Cass. 1e civ. 4 novembre 2010 n° 09-69.955 (n° 1013 F-PBI)

Pour déterminer si le délai de traitement d’une procédure pénale a été raisonnable, il faut partir du moment où le justiciable est accusé ; il peut s’agir de la date où il a été entendu comme témoin.

Un dirigeant social, qui avait été entendu comme témoin en 1993 dans une affaire d’abus de biens sociaux puis mis en examen en 1997 et relaxé en 2001, avait recherché la responsabilité de l’Etat pour dysfonctionnement du service public de la justice en faisant valoir que les délais de traitement de la procédure avaient été anormalement longs.

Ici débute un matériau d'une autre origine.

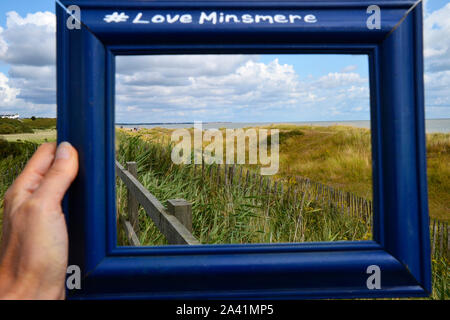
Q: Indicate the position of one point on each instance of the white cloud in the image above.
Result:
(349, 68)
(228, 86)
(248, 91)
(27, 45)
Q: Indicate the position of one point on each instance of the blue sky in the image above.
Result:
(240, 88)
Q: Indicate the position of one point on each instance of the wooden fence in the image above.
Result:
(346, 202)
(175, 223)
(290, 189)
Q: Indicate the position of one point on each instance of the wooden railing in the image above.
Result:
(175, 223)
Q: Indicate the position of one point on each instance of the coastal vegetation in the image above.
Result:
(339, 157)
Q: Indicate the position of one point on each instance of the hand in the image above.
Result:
(34, 250)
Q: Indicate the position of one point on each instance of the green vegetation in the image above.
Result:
(13, 157)
(230, 213)
(40, 123)
(253, 214)
(11, 126)
(340, 157)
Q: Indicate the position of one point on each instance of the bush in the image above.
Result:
(17, 150)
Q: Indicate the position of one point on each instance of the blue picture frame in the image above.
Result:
(86, 74)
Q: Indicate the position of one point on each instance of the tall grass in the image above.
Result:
(247, 209)
(244, 211)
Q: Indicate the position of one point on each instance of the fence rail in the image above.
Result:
(345, 202)
(169, 224)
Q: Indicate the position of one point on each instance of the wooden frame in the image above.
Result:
(400, 247)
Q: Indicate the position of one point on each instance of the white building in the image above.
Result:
(9, 116)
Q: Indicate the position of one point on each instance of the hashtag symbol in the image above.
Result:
(116, 17)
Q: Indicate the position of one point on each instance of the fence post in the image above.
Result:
(133, 205)
(182, 210)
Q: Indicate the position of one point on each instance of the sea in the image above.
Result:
(431, 125)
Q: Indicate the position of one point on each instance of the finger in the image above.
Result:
(33, 173)
(60, 175)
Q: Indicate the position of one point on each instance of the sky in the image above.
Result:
(245, 88)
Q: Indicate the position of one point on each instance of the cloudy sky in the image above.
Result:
(213, 88)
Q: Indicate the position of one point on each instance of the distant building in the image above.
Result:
(9, 116)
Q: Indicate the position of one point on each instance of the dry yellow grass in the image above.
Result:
(340, 156)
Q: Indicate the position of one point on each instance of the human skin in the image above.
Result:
(34, 247)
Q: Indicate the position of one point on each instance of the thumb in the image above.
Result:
(60, 175)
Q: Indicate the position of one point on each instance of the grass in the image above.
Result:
(231, 213)
(244, 210)
(39, 136)
(227, 214)
(340, 157)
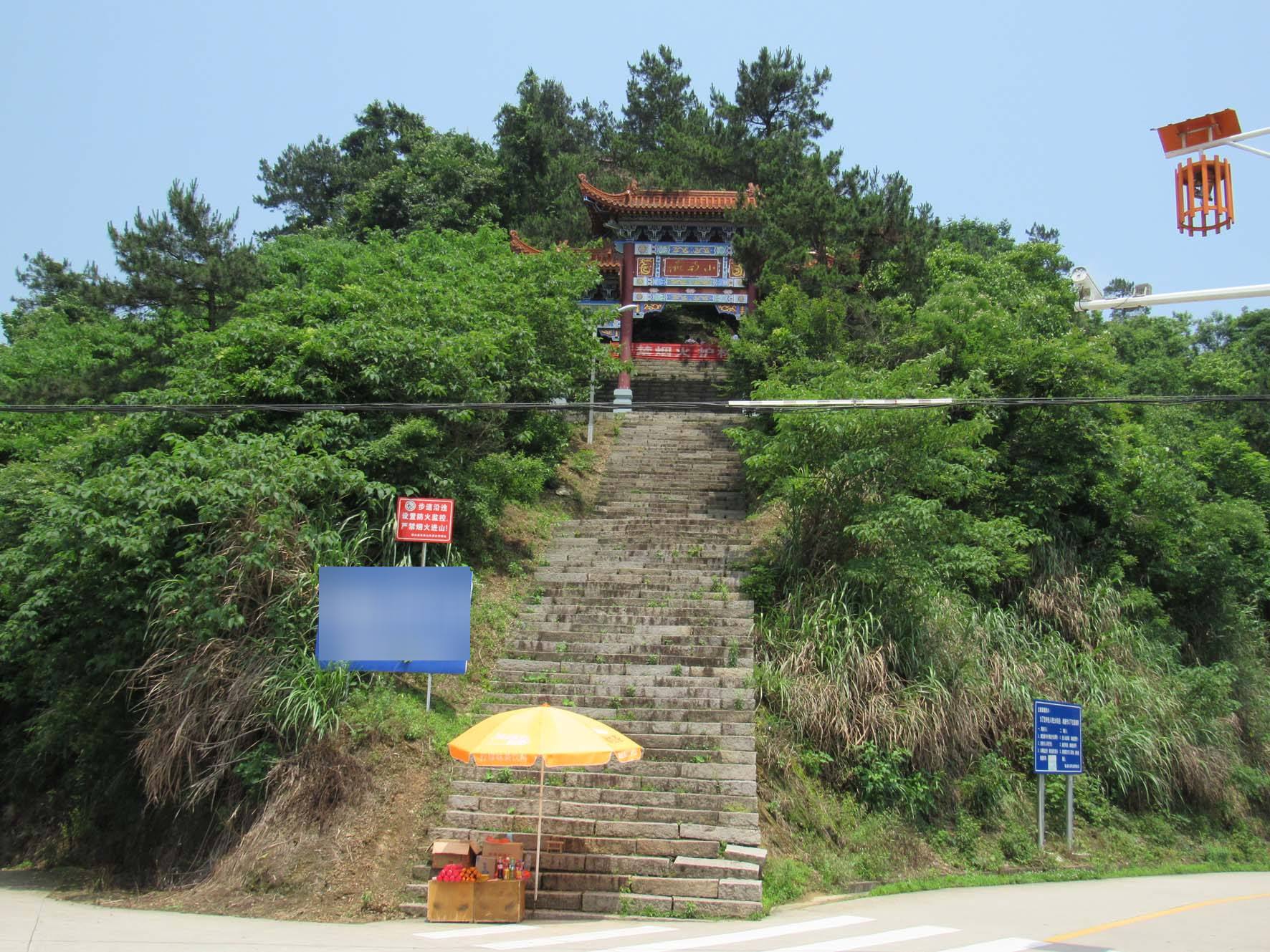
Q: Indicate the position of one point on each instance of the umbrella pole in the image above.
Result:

La Cour de cassation a considéré que le délai à prendre en compte avait commencé à courir en 1993, au moment où il avait été entendu par les services de police agissant sur commission rogatoire du juge d’instruction, et non en 1997, date à laquelle il avait été mis en examen.

En effet, même si le justiciable avait été entendu en qualité de témoin, il s’était trouvé dès cette date en situation de s’expliquer sur la portée des accusations dont il faisait l’objet, de sorte que l’accusation au sens de l’article 6, § 1 de la Convention européenne des droits de l’Homme résultait de cette audition qui avait eu une répercussion importante sur sa situation.

à noter

Toute personne a droit à ce que sa cause soit entendue « dans un délai raisonnable » par un tribunal qui décidera du bien fondé de toute accusation en matière pénale dirigée contre elle (CESDH art. 6, § 1). Le caractère raisonnable ou non de la durée de la procédure dépend de la complexité de l’affaire, du comportement des requérants et de celui des autorités compétentes (pour une application, voir Cass. 1e civ. 20-2-2008 n° 06-20.384 : BRDA 5/08 inf. 26).

En matière pénale, c’est la date de l’accusation qui fait courir le délai. Après avoir rappelé que cette accusation se définit comme la notification officielle, émanant de l’autorité compétente, du reproche d’avoir accompli une infraction pénale (CEDH 10-12-1982, Corigliano c/ Italie), la Cour européenne des droits de l’Homme a récemment précisé que cette idée correspond aussi à la notion de « répercussions importantes sur la situation » du suspect (CEDH 11-2-2010 n° 24997/07, Malet c/ France). La Cour de cassation, en considérant que l’audition en tant que témoin d’une personne a une répercussion importante sur sa situation, se place dans le droit fil de cette jurisprudence européenne.